For this group, the Gigabyte Eagle OC Ice holds a clear and practical advantage for builders working with space-constrained cases, thanks to its considerably shorter 215 mm length. The MSI Gaming Trio OC's 300 mm length demands more careful case compatibility verification. Users in full-tower or larger mid-tower builds where clearance is not a concern will find this distinction irrelevant, but for anyone in a tighter enclosure, the Gigabyte is the more accommodating option here.

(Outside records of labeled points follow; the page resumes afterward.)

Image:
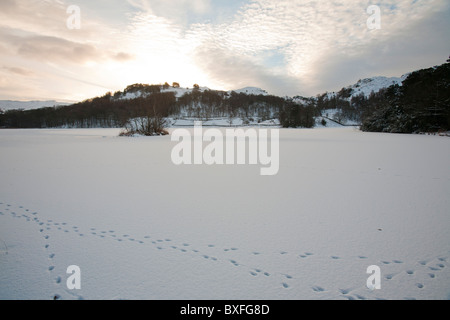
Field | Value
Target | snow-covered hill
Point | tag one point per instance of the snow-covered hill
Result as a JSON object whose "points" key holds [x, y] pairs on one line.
{"points": [[251, 90], [375, 84]]}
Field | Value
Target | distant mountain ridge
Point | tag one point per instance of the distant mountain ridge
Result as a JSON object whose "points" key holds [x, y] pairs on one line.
{"points": [[29, 105]]}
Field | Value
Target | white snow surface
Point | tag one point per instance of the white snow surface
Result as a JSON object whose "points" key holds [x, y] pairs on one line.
{"points": [[140, 227]]}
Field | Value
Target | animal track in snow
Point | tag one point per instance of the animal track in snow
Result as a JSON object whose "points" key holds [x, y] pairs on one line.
{"points": [[213, 253]]}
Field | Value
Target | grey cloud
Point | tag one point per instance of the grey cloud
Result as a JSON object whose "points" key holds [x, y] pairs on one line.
{"points": [[236, 71], [19, 71]]}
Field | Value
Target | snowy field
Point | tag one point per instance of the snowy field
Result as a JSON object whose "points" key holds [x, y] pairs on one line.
{"points": [[140, 227]]}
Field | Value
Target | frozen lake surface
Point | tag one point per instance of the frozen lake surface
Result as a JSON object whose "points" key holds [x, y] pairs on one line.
{"points": [[140, 227]]}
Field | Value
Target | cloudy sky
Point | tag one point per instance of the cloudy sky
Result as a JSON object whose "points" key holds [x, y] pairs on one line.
{"points": [[287, 47]]}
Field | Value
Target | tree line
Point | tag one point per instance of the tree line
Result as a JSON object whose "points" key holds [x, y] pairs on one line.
{"points": [[156, 101]]}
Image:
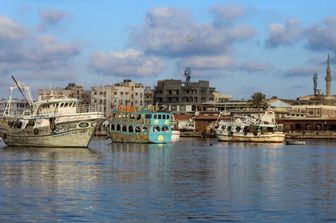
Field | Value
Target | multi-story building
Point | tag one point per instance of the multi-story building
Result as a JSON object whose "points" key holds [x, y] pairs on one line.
{"points": [[182, 96], [126, 93], [70, 91], [149, 96]]}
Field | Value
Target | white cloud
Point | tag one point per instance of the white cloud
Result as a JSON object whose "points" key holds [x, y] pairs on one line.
{"points": [[284, 34], [170, 32], [322, 36], [128, 63], [224, 13], [253, 66], [207, 62], [24, 51], [50, 17]]}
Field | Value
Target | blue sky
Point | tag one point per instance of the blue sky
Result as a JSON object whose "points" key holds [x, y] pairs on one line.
{"points": [[239, 46]]}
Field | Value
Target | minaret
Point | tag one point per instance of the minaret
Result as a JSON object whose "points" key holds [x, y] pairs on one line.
{"points": [[328, 78]]}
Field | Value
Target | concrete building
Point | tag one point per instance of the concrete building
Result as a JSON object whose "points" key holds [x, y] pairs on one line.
{"points": [[71, 91], [149, 96], [126, 93], [182, 96]]}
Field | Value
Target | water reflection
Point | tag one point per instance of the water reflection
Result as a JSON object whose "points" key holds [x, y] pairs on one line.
{"points": [[185, 181]]}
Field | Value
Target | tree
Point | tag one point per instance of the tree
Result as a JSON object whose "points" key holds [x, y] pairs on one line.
{"points": [[258, 100]]}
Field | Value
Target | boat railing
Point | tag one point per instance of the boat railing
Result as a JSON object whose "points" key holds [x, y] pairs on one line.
{"points": [[90, 108]]}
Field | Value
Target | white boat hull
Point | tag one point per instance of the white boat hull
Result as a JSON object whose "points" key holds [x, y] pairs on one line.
{"points": [[276, 137], [69, 134], [175, 134]]}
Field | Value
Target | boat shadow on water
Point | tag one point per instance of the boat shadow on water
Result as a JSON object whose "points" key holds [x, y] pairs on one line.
{"points": [[139, 147]]}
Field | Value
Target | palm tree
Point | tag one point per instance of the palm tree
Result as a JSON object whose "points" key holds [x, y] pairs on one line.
{"points": [[258, 100]]}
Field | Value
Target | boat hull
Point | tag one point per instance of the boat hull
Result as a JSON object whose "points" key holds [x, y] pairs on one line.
{"points": [[69, 134], [120, 137], [260, 138]]}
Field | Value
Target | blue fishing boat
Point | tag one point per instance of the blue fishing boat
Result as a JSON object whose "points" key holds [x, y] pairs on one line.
{"points": [[129, 125]]}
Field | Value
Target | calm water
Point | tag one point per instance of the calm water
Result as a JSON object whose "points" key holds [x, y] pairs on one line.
{"points": [[190, 180]]}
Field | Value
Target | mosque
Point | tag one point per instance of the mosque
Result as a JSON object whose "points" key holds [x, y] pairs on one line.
{"points": [[313, 116], [318, 97]]}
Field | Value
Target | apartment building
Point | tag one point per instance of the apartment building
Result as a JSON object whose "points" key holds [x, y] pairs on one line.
{"points": [[126, 93]]}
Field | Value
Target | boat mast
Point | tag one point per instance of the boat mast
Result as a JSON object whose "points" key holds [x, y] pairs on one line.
{"points": [[29, 102]]}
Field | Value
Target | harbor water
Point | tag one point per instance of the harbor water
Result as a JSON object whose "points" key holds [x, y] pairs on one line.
{"points": [[189, 180]]}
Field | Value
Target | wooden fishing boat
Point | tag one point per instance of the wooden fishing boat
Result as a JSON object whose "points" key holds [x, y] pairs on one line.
{"points": [[54, 122], [129, 125]]}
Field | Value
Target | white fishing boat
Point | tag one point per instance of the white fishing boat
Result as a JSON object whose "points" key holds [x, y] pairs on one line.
{"points": [[249, 129], [175, 134], [54, 122], [295, 142]]}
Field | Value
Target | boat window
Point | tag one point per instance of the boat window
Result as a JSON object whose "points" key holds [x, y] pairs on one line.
{"points": [[165, 128], [148, 116], [156, 129]]}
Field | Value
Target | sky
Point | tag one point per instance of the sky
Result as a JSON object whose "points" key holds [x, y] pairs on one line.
{"points": [[240, 47]]}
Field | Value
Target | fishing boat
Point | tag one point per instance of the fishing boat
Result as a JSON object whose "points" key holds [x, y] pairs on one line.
{"points": [[295, 142], [249, 129], [53, 122], [129, 125]]}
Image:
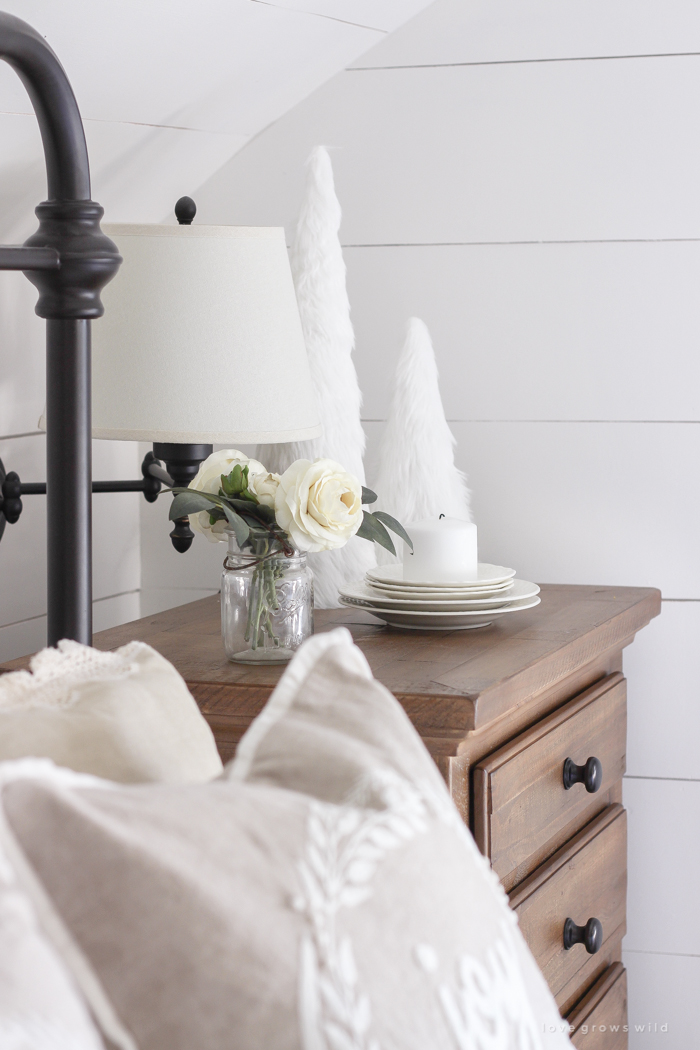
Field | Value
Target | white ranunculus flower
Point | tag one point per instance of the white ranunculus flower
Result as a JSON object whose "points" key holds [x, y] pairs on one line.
{"points": [[264, 486], [208, 479], [319, 504]]}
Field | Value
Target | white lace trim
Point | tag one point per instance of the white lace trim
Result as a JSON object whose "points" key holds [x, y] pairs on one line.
{"points": [[56, 673]]}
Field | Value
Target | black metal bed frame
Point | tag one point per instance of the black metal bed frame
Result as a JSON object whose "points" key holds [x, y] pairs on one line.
{"points": [[69, 260]]}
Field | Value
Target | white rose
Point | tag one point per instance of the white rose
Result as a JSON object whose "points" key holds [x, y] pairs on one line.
{"points": [[319, 504], [264, 486], [208, 479]]}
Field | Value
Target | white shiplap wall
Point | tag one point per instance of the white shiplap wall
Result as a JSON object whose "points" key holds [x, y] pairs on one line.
{"points": [[169, 90], [523, 175]]}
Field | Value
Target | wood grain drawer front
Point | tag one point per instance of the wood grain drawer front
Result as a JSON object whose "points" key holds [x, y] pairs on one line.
{"points": [[587, 879], [600, 1019], [521, 802]]}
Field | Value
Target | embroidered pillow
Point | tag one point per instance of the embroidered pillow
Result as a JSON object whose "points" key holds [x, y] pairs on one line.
{"points": [[125, 715], [323, 895]]}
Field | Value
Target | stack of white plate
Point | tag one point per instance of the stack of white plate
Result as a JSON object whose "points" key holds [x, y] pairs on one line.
{"points": [[443, 606]]}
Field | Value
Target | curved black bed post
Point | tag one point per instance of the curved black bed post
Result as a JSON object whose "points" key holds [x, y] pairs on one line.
{"points": [[69, 260]]}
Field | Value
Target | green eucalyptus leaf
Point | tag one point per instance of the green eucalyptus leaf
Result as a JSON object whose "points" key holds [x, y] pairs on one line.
{"points": [[372, 528], [395, 526], [239, 527], [189, 501]]}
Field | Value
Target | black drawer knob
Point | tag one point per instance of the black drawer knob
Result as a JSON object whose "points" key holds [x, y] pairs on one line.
{"points": [[590, 936], [590, 775]]}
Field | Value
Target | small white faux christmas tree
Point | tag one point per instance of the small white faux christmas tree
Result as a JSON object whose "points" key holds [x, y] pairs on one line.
{"points": [[319, 277], [418, 478]]}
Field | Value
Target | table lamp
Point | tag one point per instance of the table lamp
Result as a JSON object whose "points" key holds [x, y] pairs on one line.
{"points": [[200, 343]]}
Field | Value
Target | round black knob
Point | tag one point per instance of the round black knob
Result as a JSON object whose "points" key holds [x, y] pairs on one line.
{"points": [[590, 775], [12, 504], [185, 211], [590, 936], [182, 536]]}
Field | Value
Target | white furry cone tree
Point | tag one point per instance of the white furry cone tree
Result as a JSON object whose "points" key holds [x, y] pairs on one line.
{"points": [[418, 478], [319, 277]]}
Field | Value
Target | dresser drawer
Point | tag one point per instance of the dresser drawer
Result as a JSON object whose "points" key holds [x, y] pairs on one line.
{"points": [[521, 802], [586, 879], [600, 1020]]}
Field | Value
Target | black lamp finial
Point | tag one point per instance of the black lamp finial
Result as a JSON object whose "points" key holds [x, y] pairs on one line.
{"points": [[185, 211]]}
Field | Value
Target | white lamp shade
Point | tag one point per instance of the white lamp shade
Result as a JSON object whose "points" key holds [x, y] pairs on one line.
{"points": [[200, 340]]}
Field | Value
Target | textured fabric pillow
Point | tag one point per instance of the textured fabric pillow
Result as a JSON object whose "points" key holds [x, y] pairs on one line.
{"points": [[40, 1007], [323, 895], [125, 715]]}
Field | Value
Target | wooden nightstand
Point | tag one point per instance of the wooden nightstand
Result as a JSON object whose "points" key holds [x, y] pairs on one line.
{"points": [[503, 711]]}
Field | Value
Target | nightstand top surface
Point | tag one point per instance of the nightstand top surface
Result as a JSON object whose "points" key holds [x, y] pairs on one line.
{"points": [[474, 675]]}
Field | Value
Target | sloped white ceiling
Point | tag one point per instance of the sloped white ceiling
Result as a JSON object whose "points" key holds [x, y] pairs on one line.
{"points": [[171, 89]]}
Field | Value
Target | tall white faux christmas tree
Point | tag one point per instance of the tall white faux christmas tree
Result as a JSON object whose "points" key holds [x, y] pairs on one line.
{"points": [[418, 478], [319, 277]]}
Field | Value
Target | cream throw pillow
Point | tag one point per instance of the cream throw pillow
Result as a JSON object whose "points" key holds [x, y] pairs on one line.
{"points": [[323, 895], [125, 715], [40, 1006]]}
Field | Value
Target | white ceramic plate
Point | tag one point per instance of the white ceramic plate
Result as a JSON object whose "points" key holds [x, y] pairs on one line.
{"points": [[444, 621], [487, 575], [362, 594], [449, 594]]}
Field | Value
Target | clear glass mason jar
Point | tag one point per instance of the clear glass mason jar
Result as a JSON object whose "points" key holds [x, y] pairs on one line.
{"points": [[267, 603]]}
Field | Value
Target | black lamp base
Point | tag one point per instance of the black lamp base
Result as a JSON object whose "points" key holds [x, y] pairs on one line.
{"points": [[182, 463]]}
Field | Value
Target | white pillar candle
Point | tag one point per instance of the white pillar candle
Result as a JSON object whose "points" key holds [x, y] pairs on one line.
{"points": [[444, 551]]}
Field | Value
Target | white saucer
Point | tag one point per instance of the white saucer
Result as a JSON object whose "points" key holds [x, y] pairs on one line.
{"points": [[443, 621], [486, 575], [449, 593], [362, 594]]}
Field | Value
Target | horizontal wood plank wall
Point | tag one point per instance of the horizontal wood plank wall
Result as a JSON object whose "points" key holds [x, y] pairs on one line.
{"points": [[524, 177]]}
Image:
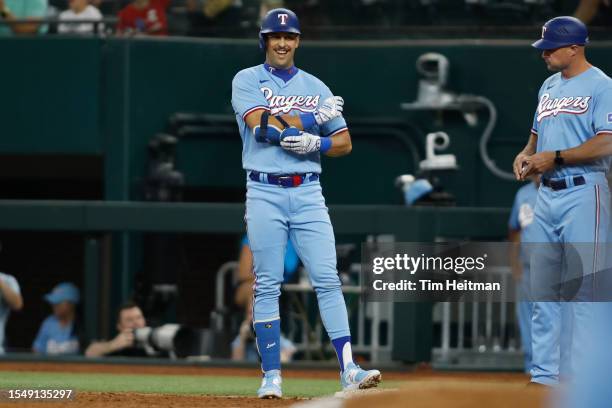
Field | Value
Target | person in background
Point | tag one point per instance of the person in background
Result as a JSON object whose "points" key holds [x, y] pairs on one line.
{"points": [[129, 317], [144, 17], [10, 299], [58, 333], [11, 10], [80, 10], [596, 12]]}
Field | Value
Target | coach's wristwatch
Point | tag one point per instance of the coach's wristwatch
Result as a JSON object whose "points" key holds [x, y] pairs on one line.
{"points": [[559, 161]]}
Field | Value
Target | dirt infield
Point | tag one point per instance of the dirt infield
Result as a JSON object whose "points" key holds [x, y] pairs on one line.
{"points": [[421, 388], [135, 400]]}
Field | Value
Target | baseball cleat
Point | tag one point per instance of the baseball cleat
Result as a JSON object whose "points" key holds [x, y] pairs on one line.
{"points": [[270, 385], [355, 378]]}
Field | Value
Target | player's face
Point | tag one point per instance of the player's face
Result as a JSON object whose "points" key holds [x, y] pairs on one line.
{"points": [[559, 59], [131, 319], [280, 49]]}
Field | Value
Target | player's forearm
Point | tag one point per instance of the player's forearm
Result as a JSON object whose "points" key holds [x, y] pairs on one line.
{"points": [[595, 148], [254, 119], [341, 145]]}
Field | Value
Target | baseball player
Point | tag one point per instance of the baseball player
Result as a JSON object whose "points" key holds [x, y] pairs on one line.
{"points": [[570, 145], [287, 118]]}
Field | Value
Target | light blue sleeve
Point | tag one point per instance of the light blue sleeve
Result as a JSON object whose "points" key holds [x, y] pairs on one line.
{"points": [[513, 221], [335, 125], [246, 95], [40, 342], [602, 111], [292, 260]]}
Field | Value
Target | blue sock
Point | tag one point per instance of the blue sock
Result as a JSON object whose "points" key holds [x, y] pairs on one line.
{"points": [[343, 351], [268, 344]]}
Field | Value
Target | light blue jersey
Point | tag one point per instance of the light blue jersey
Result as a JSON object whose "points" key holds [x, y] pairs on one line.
{"points": [[522, 215], [5, 311], [571, 111], [254, 89]]}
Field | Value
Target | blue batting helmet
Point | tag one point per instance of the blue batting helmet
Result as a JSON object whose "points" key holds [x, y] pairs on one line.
{"points": [[278, 21], [561, 32]]}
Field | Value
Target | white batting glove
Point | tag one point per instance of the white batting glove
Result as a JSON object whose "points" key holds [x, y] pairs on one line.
{"points": [[303, 144], [330, 109]]}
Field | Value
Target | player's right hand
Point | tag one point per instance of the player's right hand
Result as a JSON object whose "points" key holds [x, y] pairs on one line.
{"points": [[331, 108], [519, 162]]}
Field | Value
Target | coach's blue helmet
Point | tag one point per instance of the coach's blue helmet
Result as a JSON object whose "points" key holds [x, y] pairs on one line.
{"points": [[279, 20], [561, 32]]}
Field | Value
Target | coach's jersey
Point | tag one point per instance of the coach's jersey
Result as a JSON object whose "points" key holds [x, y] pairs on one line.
{"points": [[255, 88], [571, 111]]}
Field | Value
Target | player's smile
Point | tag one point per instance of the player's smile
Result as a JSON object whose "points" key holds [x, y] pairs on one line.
{"points": [[281, 49]]}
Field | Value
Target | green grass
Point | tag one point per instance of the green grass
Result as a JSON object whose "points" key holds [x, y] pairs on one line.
{"points": [[171, 384]]}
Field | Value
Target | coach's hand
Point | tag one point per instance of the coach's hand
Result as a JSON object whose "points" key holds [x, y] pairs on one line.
{"points": [[303, 144], [330, 109], [538, 164]]}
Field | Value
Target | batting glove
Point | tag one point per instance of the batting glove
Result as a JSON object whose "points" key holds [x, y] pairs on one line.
{"points": [[303, 144], [330, 109]]}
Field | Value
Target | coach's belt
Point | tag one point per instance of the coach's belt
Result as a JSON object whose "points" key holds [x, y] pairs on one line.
{"points": [[562, 184], [283, 180]]}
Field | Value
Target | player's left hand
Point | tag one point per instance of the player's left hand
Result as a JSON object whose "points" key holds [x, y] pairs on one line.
{"points": [[538, 164], [331, 108], [303, 144]]}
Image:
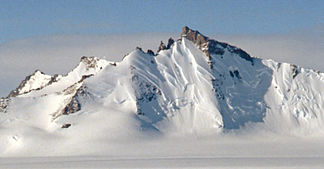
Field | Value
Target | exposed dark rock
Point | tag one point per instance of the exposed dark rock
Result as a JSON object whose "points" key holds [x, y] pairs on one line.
{"points": [[210, 46], [295, 70], [140, 49], [4, 104], [161, 47], [150, 52], [67, 125], [90, 62], [15, 92], [170, 43]]}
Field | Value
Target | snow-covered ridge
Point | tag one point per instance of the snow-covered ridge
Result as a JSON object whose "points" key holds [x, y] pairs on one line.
{"points": [[191, 85]]}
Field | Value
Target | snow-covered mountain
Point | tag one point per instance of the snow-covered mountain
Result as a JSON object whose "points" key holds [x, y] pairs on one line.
{"points": [[191, 85]]}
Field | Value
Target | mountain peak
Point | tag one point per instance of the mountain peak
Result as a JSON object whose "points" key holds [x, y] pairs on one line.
{"points": [[194, 36], [211, 46]]}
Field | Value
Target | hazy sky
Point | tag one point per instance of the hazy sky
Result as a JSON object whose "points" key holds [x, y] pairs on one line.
{"points": [[25, 18], [52, 35]]}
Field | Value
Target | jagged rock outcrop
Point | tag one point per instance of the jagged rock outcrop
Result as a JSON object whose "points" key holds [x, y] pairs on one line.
{"points": [[210, 46], [4, 104], [35, 81], [168, 46]]}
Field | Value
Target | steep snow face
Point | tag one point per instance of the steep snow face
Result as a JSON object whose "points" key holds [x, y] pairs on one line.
{"points": [[35, 81], [174, 91], [192, 85], [294, 100]]}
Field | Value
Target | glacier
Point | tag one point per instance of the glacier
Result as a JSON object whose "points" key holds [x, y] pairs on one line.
{"points": [[193, 86]]}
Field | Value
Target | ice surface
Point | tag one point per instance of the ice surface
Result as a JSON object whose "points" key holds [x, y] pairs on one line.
{"points": [[178, 109]]}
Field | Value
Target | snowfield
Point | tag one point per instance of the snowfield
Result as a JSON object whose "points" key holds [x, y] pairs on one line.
{"points": [[196, 103]]}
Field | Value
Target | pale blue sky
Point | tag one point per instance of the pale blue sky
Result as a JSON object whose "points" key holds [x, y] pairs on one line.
{"points": [[28, 18]]}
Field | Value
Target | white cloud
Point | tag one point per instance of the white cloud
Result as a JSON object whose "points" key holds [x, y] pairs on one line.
{"points": [[60, 53]]}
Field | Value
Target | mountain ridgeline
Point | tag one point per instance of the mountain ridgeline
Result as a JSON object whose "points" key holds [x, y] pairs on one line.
{"points": [[193, 84]]}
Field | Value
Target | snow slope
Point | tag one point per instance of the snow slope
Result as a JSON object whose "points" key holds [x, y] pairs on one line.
{"points": [[193, 87]]}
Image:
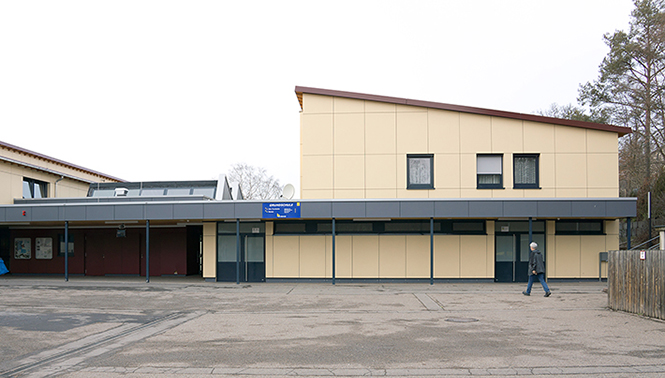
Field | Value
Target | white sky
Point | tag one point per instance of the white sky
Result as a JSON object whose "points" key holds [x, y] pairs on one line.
{"points": [[180, 90]]}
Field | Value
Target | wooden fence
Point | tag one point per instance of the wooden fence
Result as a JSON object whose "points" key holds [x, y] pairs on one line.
{"points": [[636, 282]]}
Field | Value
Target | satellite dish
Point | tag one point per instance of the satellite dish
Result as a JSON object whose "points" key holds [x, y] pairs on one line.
{"points": [[288, 191]]}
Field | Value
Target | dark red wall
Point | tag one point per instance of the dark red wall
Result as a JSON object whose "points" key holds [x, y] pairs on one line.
{"points": [[100, 252]]}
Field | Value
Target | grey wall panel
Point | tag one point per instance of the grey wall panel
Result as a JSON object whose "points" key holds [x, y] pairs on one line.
{"points": [[382, 209], [159, 211], [554, 209], [45, 214], [588, 208], [130, 212], [188, 211], [348, 210], [222, 210], [413, 209], [520, 209], [73, 213], [451, 209], [249, 210], [481, 209], [15, 214], [315, 210], [99, 212], [623, 209]]}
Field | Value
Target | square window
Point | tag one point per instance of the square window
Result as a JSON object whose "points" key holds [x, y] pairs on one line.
{"points": [[489, 169], [525, 171], [420, 171]]}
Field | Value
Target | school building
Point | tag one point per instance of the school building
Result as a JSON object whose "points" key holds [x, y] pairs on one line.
{"points": [[391, 189]]}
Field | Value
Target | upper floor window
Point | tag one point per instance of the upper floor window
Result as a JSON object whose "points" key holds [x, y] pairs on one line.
{"points": [[420, 171], [490, 171], [525, 171], [34, 188]]}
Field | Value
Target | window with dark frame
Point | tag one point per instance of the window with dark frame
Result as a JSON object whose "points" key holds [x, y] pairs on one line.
{"points": [[489, 169], [420, 171], [34, 188], [526, 171]]}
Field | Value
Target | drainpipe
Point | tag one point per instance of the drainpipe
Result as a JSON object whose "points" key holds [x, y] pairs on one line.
{"points": [[55, 186]]}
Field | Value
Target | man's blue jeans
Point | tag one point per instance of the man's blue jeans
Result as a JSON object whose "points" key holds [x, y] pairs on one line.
{"points": [[541, 278]]}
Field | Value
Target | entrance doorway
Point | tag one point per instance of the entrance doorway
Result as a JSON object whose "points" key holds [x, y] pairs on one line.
{"points": [[512, 249], [249, 264]]}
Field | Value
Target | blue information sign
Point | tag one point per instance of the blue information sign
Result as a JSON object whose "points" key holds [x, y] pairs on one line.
{"points": [[281, 210]]}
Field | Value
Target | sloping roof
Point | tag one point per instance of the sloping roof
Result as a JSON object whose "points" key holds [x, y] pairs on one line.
{"points": [[621, 130], [57, 161]]}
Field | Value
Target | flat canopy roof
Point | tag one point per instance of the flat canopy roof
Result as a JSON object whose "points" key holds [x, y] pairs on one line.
{"points": [[178, 209]]}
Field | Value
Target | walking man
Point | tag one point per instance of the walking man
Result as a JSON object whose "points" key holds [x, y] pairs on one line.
{"points": [[536, 270]]}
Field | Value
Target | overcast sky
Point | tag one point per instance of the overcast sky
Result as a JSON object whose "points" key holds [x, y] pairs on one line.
{"points": [[180, 90]]}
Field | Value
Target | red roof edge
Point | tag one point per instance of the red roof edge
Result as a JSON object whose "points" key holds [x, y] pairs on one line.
{"points": [[57, 161], [621, 130]]}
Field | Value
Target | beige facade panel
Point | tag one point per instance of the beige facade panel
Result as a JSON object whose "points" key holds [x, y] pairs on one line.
{"points": [[392, 256], [349, 134], [380, 133], [507, 135], [209, 250], [444, 131], [316, 134], [365, 256], [411, 133]]}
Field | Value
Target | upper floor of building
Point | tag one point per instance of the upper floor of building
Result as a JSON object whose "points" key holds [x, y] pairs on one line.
{"points": [[356, 145]]}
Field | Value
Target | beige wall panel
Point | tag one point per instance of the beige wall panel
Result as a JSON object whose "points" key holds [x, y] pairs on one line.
{"points": [[365, 256], [209, 250], [446, 256], [602, 142], [380, 132], [316, 194], [445, 193], [417, 256], [473, 256], [603, 171], [317, 172], [381, 193], [349, 172], [392, 256], [507, 135], [413, 193], [349, 193], [313, 256], [443, 131], [569, 139], [538, 137], [571, 172], [349, 133], [475, 134], [447, 171], [592, 245], [567, 256], [547, 172], [316, 134], [468, 168], [317, 104], [411, 133], [379, 107], [286, 256], [409, 109], [343, 256], [381, 171], [348, 105]]}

Comparison Summary & Verdict

Both the Gigabyte GeForce RTX 5060 Ti Eagle OC Ice 16GB and the MSI GeForce RTX 5060 Ti Gaming Trio OC 16GB are closely matched cards that share the same 16GB GDDR7 memory, 180W TDP, and full feature set including ray tracing and DLSS support. The MSI edges ahead with a higher GPU turbo clock of 2647 MHz, a slightly better floating-point performance of 24.39 TFLOPS, and a marginally higher pixel and texture rate. However, the Gigabyte stands out with its significantly more compact footprint at just 215 mm wide compared to the MSI at 300 mm. If raw performance gains — however modest — are your priority, the MSI is the stronger choice. If you are working with a smaller form factor chassis or have tight clearance inside your case, the Gigabyte is the clear winner.

Gigabyte GeForce RTX 5060 Ti Eagle OC Ice 16GB
Buy Gigabyte GeForce RTX 5060 Ti Eagle OC Ice 16GB if...

Buy the Gigabyte GeForce RTX 5060 Ti Eagle OC Ice 16GB if you need a more compact card that fits easily into smaller cases, as its 215 mm width is significantly shorter than its rival.

MSI GeForce RTX 5060 Ti Gaming Trio OC 16GB
Buy MSI GeForce RTX 5060 Ti Gaming Trio OC 16GB if...

Buy the MSI GeForce RTX 5060 Ti Gaming Trio OC 16GB if you want the marginally higher GPU turbo clock of 2647 MHz and the slight edge in floating-point performance and texture rate it provides.